Is all criminal justice reform doomed?
The EQUAL Act passed in the House by a lot: 361-66. It also has bipartisan support in Congress and enough legislative cosponsors in the U.S. Senate to hop the filibuster hurdle with ease. President Biden has already came out in support of it. And, perhaps most importantly, almost nine out of every ten Americans support it.
With all of that support behind it, the EQUAL Act fell flat in the U.S. Senate. And, over the past year, it has barely been able to to stand up. It’s easy to see what happened with the EQUAL Act over the past year and feel like it’s doomed. Frankly, it’s easy to see what happened with the EQUAL Act over the past year and feel like all criminal justice reform is doomed. There’s no guarantee that this feeling won’t be right. But there’s still a little bit of hope.

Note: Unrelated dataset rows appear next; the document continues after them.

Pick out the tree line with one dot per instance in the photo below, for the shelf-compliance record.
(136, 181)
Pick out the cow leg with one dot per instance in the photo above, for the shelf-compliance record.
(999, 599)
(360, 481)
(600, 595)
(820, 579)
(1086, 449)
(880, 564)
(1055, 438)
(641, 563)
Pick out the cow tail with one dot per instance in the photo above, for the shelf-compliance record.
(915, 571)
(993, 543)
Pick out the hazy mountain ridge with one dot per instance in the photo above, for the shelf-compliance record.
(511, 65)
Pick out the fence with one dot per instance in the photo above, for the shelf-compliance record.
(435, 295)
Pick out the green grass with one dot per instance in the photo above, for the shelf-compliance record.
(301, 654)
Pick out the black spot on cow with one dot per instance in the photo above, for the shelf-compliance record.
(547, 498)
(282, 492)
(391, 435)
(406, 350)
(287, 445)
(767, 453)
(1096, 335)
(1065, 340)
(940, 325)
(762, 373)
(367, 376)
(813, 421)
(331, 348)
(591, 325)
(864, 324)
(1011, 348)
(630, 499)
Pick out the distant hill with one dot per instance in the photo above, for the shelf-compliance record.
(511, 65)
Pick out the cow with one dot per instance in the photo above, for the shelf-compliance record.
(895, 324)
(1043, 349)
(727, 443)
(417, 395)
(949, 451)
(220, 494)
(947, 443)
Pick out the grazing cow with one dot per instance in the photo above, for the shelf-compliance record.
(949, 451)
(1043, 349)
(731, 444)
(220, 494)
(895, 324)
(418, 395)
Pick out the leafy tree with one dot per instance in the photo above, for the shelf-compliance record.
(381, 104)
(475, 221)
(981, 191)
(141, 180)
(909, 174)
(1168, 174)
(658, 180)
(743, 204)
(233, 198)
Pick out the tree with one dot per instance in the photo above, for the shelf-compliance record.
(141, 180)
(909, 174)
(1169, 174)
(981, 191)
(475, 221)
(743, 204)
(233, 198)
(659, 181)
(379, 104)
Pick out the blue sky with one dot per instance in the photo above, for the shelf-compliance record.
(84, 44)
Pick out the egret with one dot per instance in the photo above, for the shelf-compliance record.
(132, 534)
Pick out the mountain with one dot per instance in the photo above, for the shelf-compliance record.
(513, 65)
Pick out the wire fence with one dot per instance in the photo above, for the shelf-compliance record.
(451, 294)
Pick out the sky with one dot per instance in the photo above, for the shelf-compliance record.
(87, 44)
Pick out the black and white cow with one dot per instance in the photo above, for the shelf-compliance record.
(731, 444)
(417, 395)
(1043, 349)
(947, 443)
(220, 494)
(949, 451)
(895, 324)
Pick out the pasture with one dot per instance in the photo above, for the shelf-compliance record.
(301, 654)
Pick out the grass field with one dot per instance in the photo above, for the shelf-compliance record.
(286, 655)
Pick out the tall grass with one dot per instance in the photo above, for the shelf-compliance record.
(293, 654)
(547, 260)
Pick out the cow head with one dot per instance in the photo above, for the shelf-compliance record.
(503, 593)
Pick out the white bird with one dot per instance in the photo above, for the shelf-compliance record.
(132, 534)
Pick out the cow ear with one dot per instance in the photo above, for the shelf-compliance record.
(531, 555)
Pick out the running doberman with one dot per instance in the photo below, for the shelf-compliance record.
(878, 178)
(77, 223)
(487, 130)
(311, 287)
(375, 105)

According to a comment that Udi Ofer, the John L. Weinberg Visiting Professor and Lecturer of Public and International Affairs and the founding director of the Policy Advocacy Clinic at Princeton SPIA, made about the impact of the midterm elections, legislation like the EQUAL Act has a shot during the current lame duck session. Ofer said he “can see some popular bipartisan reforms pass Congress, including on criminal justice reform,” during “the lame duck session[.]” “The EQUAL Act, which would end the sentencing disparities between crack and powder cocaine, has more than 10 Republican co-sponsors in the Senate so it can withstand a filibuster and seems ripe for some action this lame duck session,” he said. “Same could hold true for federal marijuana reform.”
Will Ofer be right? Or will the lack of progress that has defined the last year continue to carry the day? For now, your guess is as good as mine.